Мальчик секунду-две, не шевелясь, глядел на старика. И тот поспешно поднялся с камня, а Ти-Суеви отскочил в сторону, — так страшен был этот искаженный злостью взгляд.
— Мне противно смотреть в твои глаза, — сказал старик, — но если ты уж спустился с дерева, то я хотел бы разглядеть тебя поближе.
Старик протянул к нему руку, и хотя пальцы его распухли от болезни, однако он очень ловко и крепко схватил мальчика за полу его хурьмы.
Но мальчик вдруг выхватил нож из-за пазухи и одним ударом отсек край своей рваной одежды, за который держался старик. Потом пригнулся к земле, скользнул вдоль забора и, словно провалившись в глубокую яму, исчез в овраге среди кустов.
— Ого! — сказал старик, разглядывая кусок синей добы, оставшийся в его руках. — У этого мальчика острый нож. Он бы мне очень пригодился, чтобы вырезать себе из ясеня новую трубку.
И старик, покачав головой, снова присел на камень.
А Ти-Суеви ушел, также с удивлением размышляя о том, зачем мальчику, больному проказой и безумному, старая Лихибон дает такой острый нож.
VII
ТИ-СУЕВИ И НАТКА СЛЕДЯТ ЗА ВРАГОМ
Натка никогда не боялась моря: ни утром, когда тонкий пар и блеск были рассеяны над ним, как песок, ни ночью, когда голубой дым от луны стлался над зыбью, ни даже в бурю, когда тяжелые волны стучали в днища шаланд.
Она боялась леса.
Поэтому Ти-Суеви никогда не предлагал ей возвращаться домой через тайгу.

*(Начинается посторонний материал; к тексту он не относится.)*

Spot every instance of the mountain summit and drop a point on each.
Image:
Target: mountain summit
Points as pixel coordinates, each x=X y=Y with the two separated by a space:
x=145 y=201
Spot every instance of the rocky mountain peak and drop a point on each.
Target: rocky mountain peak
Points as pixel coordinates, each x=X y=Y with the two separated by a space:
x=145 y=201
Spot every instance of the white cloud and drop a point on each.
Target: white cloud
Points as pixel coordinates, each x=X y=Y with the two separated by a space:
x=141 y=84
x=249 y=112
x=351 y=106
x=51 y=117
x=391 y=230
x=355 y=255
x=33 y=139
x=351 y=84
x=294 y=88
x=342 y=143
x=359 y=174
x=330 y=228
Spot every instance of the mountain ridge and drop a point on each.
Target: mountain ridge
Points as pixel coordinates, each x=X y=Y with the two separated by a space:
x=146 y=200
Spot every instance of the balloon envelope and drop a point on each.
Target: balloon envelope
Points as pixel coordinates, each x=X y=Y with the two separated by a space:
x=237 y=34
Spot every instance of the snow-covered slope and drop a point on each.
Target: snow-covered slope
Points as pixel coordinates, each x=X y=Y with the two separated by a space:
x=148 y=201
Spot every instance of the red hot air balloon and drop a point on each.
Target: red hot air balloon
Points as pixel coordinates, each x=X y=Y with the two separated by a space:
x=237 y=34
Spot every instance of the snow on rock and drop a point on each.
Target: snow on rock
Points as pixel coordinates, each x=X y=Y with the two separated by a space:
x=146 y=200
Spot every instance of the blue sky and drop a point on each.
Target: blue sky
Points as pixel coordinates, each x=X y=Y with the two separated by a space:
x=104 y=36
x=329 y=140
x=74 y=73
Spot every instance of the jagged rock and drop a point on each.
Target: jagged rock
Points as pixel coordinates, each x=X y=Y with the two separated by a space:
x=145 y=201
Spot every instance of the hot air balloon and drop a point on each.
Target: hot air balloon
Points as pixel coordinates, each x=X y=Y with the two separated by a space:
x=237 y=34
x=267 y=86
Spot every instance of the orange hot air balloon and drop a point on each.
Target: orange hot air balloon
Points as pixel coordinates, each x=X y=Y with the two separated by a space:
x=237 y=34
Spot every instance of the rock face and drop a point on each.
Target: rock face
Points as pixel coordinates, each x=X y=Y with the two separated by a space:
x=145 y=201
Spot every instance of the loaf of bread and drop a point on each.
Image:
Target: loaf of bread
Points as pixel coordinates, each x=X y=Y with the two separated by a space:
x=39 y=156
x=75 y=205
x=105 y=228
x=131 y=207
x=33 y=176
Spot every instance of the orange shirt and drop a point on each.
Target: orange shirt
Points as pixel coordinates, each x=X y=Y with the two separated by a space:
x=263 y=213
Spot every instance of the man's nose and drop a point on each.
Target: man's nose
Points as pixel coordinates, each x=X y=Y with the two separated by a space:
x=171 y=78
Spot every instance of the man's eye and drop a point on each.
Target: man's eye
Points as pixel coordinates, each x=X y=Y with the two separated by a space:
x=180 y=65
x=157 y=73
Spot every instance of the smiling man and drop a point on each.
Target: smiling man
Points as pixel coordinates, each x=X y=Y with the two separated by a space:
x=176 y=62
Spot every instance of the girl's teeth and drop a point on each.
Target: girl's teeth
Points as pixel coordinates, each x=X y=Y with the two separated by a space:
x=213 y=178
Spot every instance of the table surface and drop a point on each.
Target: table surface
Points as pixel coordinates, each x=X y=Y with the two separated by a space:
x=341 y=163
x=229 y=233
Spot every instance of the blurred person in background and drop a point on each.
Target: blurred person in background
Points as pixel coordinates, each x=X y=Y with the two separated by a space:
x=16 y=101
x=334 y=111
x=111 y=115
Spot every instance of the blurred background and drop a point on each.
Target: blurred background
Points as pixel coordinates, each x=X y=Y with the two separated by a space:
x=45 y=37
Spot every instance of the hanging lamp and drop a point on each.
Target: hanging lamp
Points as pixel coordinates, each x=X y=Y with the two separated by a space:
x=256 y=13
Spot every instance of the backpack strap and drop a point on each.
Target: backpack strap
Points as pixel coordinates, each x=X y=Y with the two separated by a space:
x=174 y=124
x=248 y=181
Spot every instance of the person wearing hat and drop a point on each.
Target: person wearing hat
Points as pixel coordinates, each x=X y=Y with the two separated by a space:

Но дня через два, когда в Тазгоу опять поймали так много рыбы, что до самого вечера отцепляли ее рыбаки, Ти-Суеви сказал Натке:
— Сегодня Лимчико не повезет тебя в Малый Тазгоу. Все кунгасы заняты рыбой. Пойдем через Фазанью падь, по верхней дороге. Она короче.
— Но ведь скоро солнце зайдет, как же мы пойдем через лес? — спросила Натка.